Don Kirshner and Ron Dante worked together as teenagers for Aldon Music, whose roster of writers included Neil Sedaka, Gerry Goffin and Carole King. After singing on their demo recordings, Dante started writing his own songs.
When Kirshner devised The Archies concept he approached Dante and asked him to sing on the sessions (along with vocalists Toni Wine and Andy Kim). Jeff Barry – the power behind The Monkees – was recruited as producer.
The non-existent group subsequently scored five Top Ten hits, including the song, Sugar Sugar, which replaced The Rolling Stones‘ Honky Tonk Woman at the top of the US charts and spent four weeks at #1 in August/September 1969.
Despite The Archies cartoon characters being unknown in Britain, Sugar Sugar topped the charts there also, in November 1969. The song became the biggest-selling single of 1969 and was The Archies’ only UK hit.
The follow-up single, Jingle Jangle also went gold and made it into the US Top Ten. The album Everything’s Archie made it to #69.
In 1970, a fourth single, Who’s Your Baby? reached the American Top 40 while Sunshine peaked at #57. Three Archies albums were released that year – Jingle Jangle, Sunshine and The Archies’ Greatest Hits.
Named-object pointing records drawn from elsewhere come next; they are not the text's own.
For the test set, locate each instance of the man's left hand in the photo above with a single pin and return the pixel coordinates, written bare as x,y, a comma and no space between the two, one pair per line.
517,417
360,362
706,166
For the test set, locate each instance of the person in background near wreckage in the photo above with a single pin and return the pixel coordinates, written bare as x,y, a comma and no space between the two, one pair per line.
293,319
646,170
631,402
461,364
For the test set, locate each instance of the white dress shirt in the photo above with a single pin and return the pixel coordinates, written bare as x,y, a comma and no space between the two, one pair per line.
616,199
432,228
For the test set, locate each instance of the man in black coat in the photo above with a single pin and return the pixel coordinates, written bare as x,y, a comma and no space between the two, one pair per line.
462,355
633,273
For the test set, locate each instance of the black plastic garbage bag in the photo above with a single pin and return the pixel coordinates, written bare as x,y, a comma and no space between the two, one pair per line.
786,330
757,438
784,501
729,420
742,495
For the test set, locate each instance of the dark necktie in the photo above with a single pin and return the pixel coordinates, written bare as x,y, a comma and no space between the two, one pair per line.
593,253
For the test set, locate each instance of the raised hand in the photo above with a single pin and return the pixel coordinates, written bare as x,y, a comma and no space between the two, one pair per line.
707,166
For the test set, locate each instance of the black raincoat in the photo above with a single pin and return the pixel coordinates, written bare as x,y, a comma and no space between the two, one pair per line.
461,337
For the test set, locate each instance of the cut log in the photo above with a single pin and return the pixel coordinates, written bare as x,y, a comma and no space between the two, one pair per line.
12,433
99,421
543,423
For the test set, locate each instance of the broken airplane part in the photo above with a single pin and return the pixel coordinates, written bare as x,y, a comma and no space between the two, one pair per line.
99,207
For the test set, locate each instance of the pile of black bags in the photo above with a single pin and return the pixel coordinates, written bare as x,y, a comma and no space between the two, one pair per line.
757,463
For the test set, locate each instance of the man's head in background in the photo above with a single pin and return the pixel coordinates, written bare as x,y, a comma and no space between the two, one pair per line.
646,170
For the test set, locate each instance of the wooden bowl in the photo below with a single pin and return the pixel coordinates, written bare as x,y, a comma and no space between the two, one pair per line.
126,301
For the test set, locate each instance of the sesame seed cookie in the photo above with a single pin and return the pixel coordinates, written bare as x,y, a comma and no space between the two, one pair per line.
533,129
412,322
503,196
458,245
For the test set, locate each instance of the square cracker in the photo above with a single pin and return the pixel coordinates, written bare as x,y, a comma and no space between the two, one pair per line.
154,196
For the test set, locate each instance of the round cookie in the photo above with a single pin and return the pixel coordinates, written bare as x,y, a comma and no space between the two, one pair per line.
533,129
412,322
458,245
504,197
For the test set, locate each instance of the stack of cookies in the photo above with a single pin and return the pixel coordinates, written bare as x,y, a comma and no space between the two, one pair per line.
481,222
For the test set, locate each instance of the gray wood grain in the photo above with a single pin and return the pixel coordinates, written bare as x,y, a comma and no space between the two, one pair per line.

When The Archies project ended, Dante moved to Decca Records and recorded Tracy under the name The Cuff Links. He moved into radio and television commercials before eventually producing hits Mandy, I Write The Songs, Could It Be Magic?, Looks Like We Made It, Can’t Smile Without You and Copacabana for Barry Manilow.
Prior to The Archies, Ron Dante had provided the voice for another fictitious group, The Detergents, who had enjoyed an American hit in 1964 with Leader of the Laundromat (a humorous take on The Shangri-Las‘ Leader Of The Pack).